Signature: O. Mukul.....

Date Stamp



OMBALANTU TRIBAL AUTHORITY

Date: 31-12-1997

OUTAPI



[10] The said loan application form is captioned:



AGRIBANK OF NAMIBIA

Reference No. 4/98

NATIONAL AGRICULTURAL CREDIT PROGRAMME



APPLICATION FOR A LOAN(S) TO PURCHASE PRODUCTION INPUTS FOR CROP PRODUCTION/STOCK/INFRASTRUCTURE AND OTHER FARMING IMPLEMENTS EQUIPMENT AND MACHINERY IN TERMS OF SECTION 34 OF THE AGRICULTURAL BANK ACT NO. 13/1944.’



And the particulars thereof are at pp. 47-53 of the bundle of documents placed before the Court. There is nothing in the entire document of seven pages remotely indicating the legal basis of the second defendant’s ownership of the Plots in question. Indeed, there is also nothing to indicate what the Ombalantu Tribal Authority was confirming. Since, as I have found, the Authority was not confirming the second defendant’s ownership of the Plots in the second defendant’s own right or through the first defendant then the second defendant’s reliance on the second ground, too, has no basis in law.



[11] The result is that the grounds relied on by the second defendant as supporting her possessory right to Plots 1746 and 1747 have no basis in law. Accordingly, I respectfully reject those grounds.



[12] From the aforegoing conclusions and reasoning, I conclude with a firm conviction that the plaintiff has shown on a balance of probabilities that he is the registered owner of Plots 1746 and 1747 lying within the boundaries of the local authority area of the Outapi Town Council, and that the second defendant uses those Plots subject to the rights and indulgence of the plaintiff. In sum, I am satisfied that the second defendant has no right better than the plaintiff’s to the Plots in question: she has no claim adverse to the plaintiff’s. The plaintiff gave the second defendant permission – through the first defendant – to carry on business there: on the conditions mentioned previously. It seems to me clear that the second defendant has not only breached those conditions by erecting permanent structures on the Plots where she was permitted to carry on her business, but she also now claims ownership of the Plots in question. The second defendant is not, on the facts of this case, a bona fide possessor of Plots 1746 and 1747 (see Frankel Pollak Vinderine Inc v Stanton NO 2000 (1) SA 425 (W)). The second defendant’s adverse claim is not sound in law.



[13] The result is that in my judgment the plaintiff’s claim succeeds. Whereupon, I make the following order:



  1. Interdicting defendants from continuing their construction on the land occupied by the plaintiff in Outapi Town, Ombalantu.
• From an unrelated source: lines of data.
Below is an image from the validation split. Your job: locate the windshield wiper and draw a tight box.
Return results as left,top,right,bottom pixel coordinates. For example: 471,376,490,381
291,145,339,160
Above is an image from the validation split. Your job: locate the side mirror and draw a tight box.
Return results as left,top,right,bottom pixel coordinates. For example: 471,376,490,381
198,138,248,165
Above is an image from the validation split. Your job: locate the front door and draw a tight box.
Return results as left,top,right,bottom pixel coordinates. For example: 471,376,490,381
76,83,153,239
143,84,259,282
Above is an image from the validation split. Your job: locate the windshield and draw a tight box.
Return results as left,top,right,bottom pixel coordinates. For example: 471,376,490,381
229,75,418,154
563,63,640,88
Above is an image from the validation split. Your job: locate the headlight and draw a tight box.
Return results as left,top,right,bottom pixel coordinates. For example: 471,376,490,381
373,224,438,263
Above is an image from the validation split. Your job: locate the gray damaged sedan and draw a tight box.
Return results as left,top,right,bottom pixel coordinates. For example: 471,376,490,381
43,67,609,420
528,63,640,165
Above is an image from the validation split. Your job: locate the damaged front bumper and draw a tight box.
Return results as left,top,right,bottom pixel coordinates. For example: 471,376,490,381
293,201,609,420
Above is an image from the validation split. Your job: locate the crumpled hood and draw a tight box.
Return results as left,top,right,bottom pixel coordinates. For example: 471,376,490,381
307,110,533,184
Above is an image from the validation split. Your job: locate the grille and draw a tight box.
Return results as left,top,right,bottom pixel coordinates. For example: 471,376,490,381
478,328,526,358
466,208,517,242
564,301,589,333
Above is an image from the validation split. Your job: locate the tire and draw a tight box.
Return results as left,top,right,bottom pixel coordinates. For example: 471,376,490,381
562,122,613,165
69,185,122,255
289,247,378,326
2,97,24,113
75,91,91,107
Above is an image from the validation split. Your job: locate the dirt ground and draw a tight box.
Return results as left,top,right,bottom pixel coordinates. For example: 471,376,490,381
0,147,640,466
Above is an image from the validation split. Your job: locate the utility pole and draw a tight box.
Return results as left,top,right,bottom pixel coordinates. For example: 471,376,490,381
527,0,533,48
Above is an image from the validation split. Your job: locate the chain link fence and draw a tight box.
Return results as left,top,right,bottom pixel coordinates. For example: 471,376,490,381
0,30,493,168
  1. That the second defendant must vacate the said land and remove the structures erected on it not later than 5 August 2011; and if the second defendant refuses or fails to do that, the Deputy Sheriff responsible for Outapi District is hereby authorized to remove the structures; and any costs involved in the removal must be recovered from the second defendant.



  1. That the second defendant pays the costs of this application.







__________________

PARKER J





COUNSEL ON BEHALF OF THE PLAINTIFF:



Mr S Namandje



Instructed by: Sisa Namandje & Co. Inc.



COUNSEL ON BEHALF OF THE DEFENDANTS:



Mr C J J Van Vuuren



Instructed by: Kruger, Van Vuuren & Co.